Melissa Mark-Viverito Won’t Say Race Was a Factor in Eric Garner’s Death

Council Speaker Melissa Mark-Viverito. (Photo: NYC Council/William Alatriste)

Council Speaker Melissa Mark-Viverito. (Photo: NYC Council/William Alatriste)

Council Speaker Melissa Mark-Viverito would not declare that race was the factor in the death of Eric Garner, echoing comments Police Commissioner Bill Bratton made yesterday.

“I’m very disturbed by what has happened. I am not going to draw any conclusions yet,” Ms. Mark-Viverito told the Observer at City Hall today. “Obviously, training has to happen as has been indicated. I believe that justice has to be served here. What we’ve seen in the videos is very clear and so I’m not going to go beyond that at this point.”

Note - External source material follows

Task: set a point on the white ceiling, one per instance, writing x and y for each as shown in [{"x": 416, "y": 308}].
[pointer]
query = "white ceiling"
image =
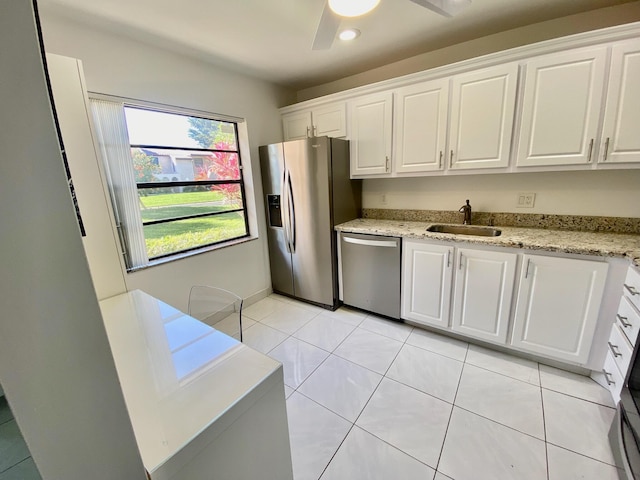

Ms. Mark-Viverito’s more tempered comments on Mr. Garner, a 43-year-old Staten Island man who died after police officers placed him in what appeared to be an illegal chokehold, were in stark contrast to what several elected officials charged at City Hall yesterday. Members of the council’s Black, Latino and Asian Caucus, along with State Senator Bill Perkins, hinted much more strongly that the death of Mr. Garner, who was black, had at least some tie to his race.

“The murder by a New York City Police Officer—maybe not in blue, undercover, once again—has raised a question of racism. I cannot believe that if this brother was not black that a chokehold would have been used against him,” Mr. Perkins, a Harlem Democrat, said yesterday.

Councilwoman Inez Barron agreed with Mr. Perkins at the rally.

“It doesn’t happen to white folks. It happens to black folks,” Ms. Barron said. (Her husband, former Councilman Charles Barron, has called for Mr. Bratton’s resignation.)

The encounter between Mr. Garner and police was caught on videotape. Ms. Mark-Viverito, unlike Public Advocate Tish James, would not say that all encounters between the police and civilians should be videotaped, implying that the monetary costs of such an undertaking may be too great.

“It’s something that’s been an ongoing conversation,” she said. “In terms of taping every interaction, I mean that’s going to be have to be discussed more thoroughly. There’s obviously costs involved and it takes a lot of additional resources to be there.”

The speaker attended a vigil for Mr. Garner yesterday and said she will attend a wake for him tonight.